When I had the opportunity to take my now-husband to Hornby Island for his first visit, I didn’t hesitate. Half of the adventure is getting there, especially when you’re coming from Vancouver. The first leg of the trip involves sailing on a ferry to Nanaimo before driving north to Buckley Bay and taking the first of two island-hopper ferries to your final destination.
Camping at Tribune Bay Campsites
As a child, each summer we camped, and each summer it was always at Tribune Bay Campsite. When my husband and I went, it only made sense to return to the same spot, perfectly adjacent to the Ringside Market and Tribune Bay itself.
Things to See and Do
Commonly known as “Little Hawai’i,” Tribune Bay is a smooth crescent of powdery-white sand, licked by the turquoise waves of the Georgia Strait. Because it’s a sheltered bay with exposure to a lot of sunshine, the waters are almost always warm in the summertime. It’s the quintessential beach for sandcastles, skimboarding, volleyball, or simply sunbathing (with SPF 30+, of course).
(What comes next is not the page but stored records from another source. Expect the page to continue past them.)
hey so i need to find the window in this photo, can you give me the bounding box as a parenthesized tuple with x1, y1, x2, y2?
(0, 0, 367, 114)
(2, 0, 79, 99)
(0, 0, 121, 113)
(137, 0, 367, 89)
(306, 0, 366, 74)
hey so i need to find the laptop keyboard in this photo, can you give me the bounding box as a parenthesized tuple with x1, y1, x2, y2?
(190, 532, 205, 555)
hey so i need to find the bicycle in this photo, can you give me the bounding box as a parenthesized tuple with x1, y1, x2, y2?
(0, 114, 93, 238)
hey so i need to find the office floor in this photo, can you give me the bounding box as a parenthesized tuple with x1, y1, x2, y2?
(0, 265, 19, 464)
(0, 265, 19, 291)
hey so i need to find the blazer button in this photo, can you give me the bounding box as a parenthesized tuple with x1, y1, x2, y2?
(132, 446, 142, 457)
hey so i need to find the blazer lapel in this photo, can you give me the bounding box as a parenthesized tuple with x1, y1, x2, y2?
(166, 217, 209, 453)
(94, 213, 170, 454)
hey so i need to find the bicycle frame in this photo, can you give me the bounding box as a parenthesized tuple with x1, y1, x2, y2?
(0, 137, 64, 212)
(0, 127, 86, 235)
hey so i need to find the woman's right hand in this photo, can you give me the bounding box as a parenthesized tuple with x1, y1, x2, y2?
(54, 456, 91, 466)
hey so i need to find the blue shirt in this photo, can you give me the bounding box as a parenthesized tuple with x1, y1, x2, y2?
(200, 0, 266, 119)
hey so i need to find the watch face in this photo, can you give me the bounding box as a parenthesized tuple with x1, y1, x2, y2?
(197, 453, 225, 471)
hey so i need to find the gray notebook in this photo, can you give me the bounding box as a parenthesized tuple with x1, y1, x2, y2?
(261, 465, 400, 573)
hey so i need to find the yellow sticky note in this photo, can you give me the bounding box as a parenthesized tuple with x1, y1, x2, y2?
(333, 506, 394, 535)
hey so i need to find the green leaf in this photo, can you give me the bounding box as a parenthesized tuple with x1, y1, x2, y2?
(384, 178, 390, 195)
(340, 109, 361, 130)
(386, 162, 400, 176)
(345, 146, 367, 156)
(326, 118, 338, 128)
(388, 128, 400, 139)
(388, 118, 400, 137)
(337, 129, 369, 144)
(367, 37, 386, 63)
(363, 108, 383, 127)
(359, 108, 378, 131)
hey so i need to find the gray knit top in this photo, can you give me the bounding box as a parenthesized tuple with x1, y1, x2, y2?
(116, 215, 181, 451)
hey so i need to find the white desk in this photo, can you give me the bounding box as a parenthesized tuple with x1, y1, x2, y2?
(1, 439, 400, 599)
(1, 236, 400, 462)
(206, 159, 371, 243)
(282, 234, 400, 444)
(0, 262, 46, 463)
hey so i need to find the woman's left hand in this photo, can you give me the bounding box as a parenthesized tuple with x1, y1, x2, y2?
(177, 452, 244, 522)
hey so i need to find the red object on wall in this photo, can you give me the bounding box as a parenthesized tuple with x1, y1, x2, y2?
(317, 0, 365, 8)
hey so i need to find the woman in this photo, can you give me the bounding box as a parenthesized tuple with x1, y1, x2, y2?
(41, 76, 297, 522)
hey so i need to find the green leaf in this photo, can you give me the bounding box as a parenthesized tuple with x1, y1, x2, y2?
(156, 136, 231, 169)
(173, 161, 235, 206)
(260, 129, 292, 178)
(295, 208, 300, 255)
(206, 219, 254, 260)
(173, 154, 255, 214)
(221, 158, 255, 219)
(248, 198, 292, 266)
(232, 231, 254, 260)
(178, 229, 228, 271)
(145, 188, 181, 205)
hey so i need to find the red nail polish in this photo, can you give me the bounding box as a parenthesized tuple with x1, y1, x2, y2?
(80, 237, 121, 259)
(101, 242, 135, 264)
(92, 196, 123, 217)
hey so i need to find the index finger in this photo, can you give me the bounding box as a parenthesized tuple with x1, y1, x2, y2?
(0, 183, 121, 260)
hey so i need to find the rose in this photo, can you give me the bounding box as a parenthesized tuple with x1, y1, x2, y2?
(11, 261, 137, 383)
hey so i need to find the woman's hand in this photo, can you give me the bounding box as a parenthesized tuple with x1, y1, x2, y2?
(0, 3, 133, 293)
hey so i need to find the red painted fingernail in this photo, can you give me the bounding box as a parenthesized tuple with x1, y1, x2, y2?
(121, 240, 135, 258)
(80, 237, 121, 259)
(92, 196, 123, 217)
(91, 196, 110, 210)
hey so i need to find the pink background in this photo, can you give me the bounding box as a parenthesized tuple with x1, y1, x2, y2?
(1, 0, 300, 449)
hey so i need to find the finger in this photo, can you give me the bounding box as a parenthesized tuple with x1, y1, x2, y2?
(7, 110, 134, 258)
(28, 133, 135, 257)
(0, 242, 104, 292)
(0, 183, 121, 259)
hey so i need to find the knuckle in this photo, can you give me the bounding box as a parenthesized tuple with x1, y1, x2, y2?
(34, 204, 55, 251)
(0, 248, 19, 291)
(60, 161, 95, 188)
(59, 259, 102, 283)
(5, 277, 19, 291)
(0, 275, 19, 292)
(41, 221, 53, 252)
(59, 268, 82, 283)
In the other direction from the campsite, the Ringside Market was one of my favourite hangouts. Years ago, the ice cream shack sold soft serve mini cones for 25 cents, so I always came to the island loaded up with saved quarters. Today the soft serve is gone, but it’s still a great spot to grab an ice cream cone, browse for a new book, nosh on local fare at Jan’s Cafe, or simply sit and people-watch.
Beachcombers should make a point of visiting Ford’s Cove on the west side of the island. When the tide is low, dimpled sandstone reveals itself for lunar-like exploration, and nearby tidal pools are often full of unique west coast sea life. If you’re hungry, I’d recommend grabbing a fresh pizza from Ford’s Cove Marina store (available through July and August only).
I can’t visit Hornby Island without a hike along the trails of Helliwell Provincial Park. A winding path through an old-growth forest eventually leads to rocky headlands overlooking Vancouver Island. The views are, in a word, spectacular.
Caution must be exercised as the cliffs are steep in some places with no reinforcements in place. The entire loop is approximately five kilometres long and takes about two hours to complete, depending on how often you stop to marvel. This is the perfect spot to bring a picnic lunch and savour the most of this tranquil spot.
In recent years, Hornby Island has become prime farmland for wine-producing grapes. The island now boasts three vineyards and a meadery, each producing its own unique taste of the island. I’ve always really enjoyed Carbrea Vineyards‘ pinot noir each time I’ve tried it, and their vineyard welcomes visitors. Don’t forget to check out Hornby Island Estate Winery, Little Tribune Winery, and Middle Mountain Mead.
If you’re considering – or are already planning – a visit to Hornby Island, here are a few tips to consider:
- Plan early and book ahead. – Hornby Island’s accommodations are limited due to the island’s size, and campsites in particular tend to book up fast!
- Pack it in, pack it out. – Hornby Island residents are huge fans of sustainability and recycle as much as possible. If it can’t be reused or recycled, take it home with you and dispose of it properly.
- Bring water and lots of it. – The island’s infrastructure is limited by its size and the island faces drought conditions each and every summer. Water is limited in supply, so bring as much of your own in jugs as is possible.
- Don’t get stuck! – Check the ferry schedules because services vary depending on the time of year. With the exception of Friday nights, the last vessel leaving Hornby Island is usually 6:00 pm (even in the summertime).